The vote on a plan that was originally introduced by Republican commission members last Friday followed four public hearings and a number of amendments.
“Tonight we proved that good faith negotiations with our colleagues from both sides of the aisle guided by the process approved by the voters to draw legislative districts can work exactly the way it was intended to work, when not undermined by out-of- state special interest groups,” Senate Majority Whip Rob McColley (R-Napoleon) said.
The new maps are poised to last into the 2030 election cycle, pending legal hurdles, and, like their predecessors, give the GOP an advantage statewide.
Despite their votes in favor of the maps, Democrats appear to see it as a necessary compromise, not a win.
“My vote was not a show of support for these maps, but an action to take the process out of the hands of politicians and help move us forward to a direction where the rightful owners of these maps- the people- have the final say,” House Minority Leader Allison Russo (D-Upper Arlington) said. “The harsh reality is you can’t un-gerrymander gerrymandered maps when those in control are unwilling to give up unearned power.”
Under the plan, Republicans would have an advantage in roughly 62% of the House seats and 70% of the Senate seats. By contrast, the state’s partisan breakdown, averaged over the period from 2012 to 2020, was about 54% Republican and 46% Democratic. Republicans currently hold a supermajority in each of the state legislative chambers.
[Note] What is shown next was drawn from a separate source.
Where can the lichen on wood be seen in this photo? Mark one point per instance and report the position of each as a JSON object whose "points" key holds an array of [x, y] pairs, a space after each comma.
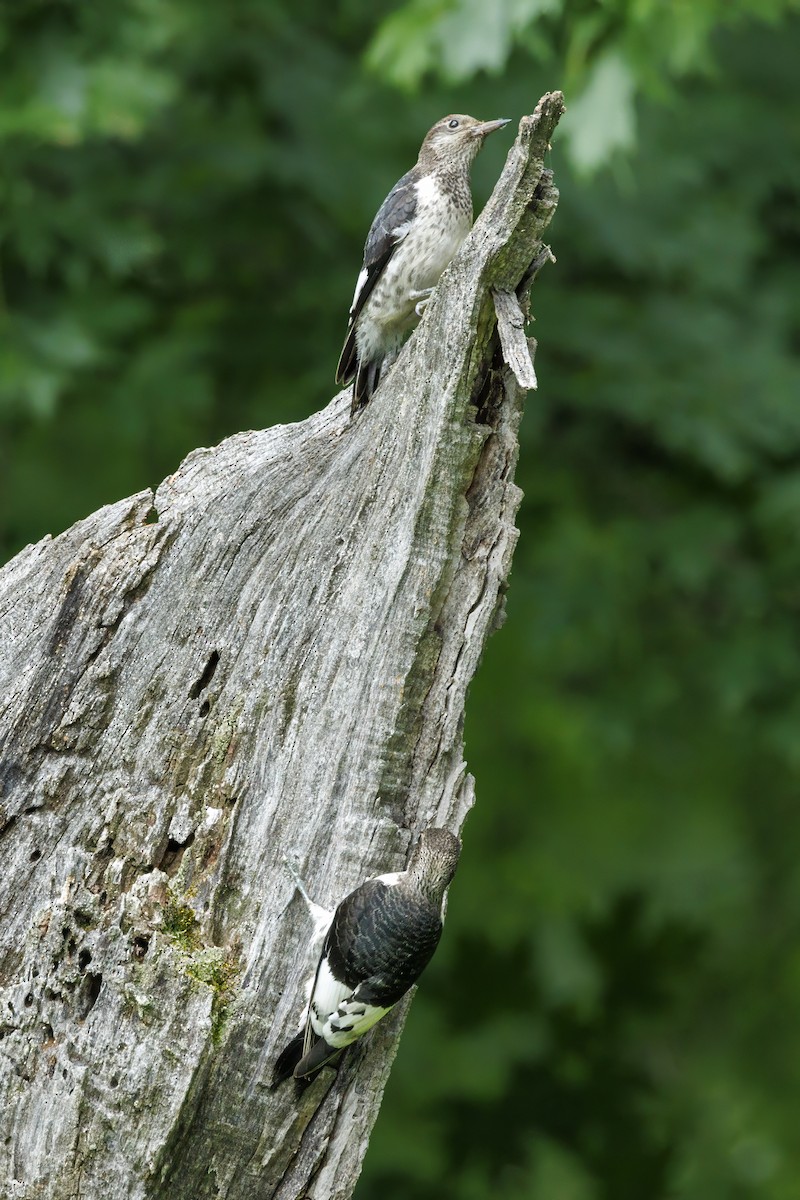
{"points": [[271, 654]]}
“The future of redistricting in Ohio not only deserves to be in the hands of citizens, not politicians, but it must be done in an objective independent process,” said commission co-chair and Senate Minority Leader Nickie J. Antonio (D-Lakewood).
Tuesday’s vote is the latest chapter of the state’s lengthy saga over new political boundaries, riddled with lawsuits and repeated court rulings finding previous maps were unconstitutionally gerrymandered to favor the state’s leading Republicans.
The new versions drew criticism from members of the Equal Districts and Fair Districts coalitions, who are working toward approval of a constitutional amendment on the November 2024 ballot that would change the way the commission redraws legislative maps.
“This process that kept the map-making out of the public eye has resulted in rigged maps that help politicians and their friends get re-elected at the expense of Ohio families and communities,” Catherine Turcer, executive director of Common Cause Ohio, said.
The amendment would replace the current commission with a 15-person citizen-led commission made up of Republicans, Democrats and independents.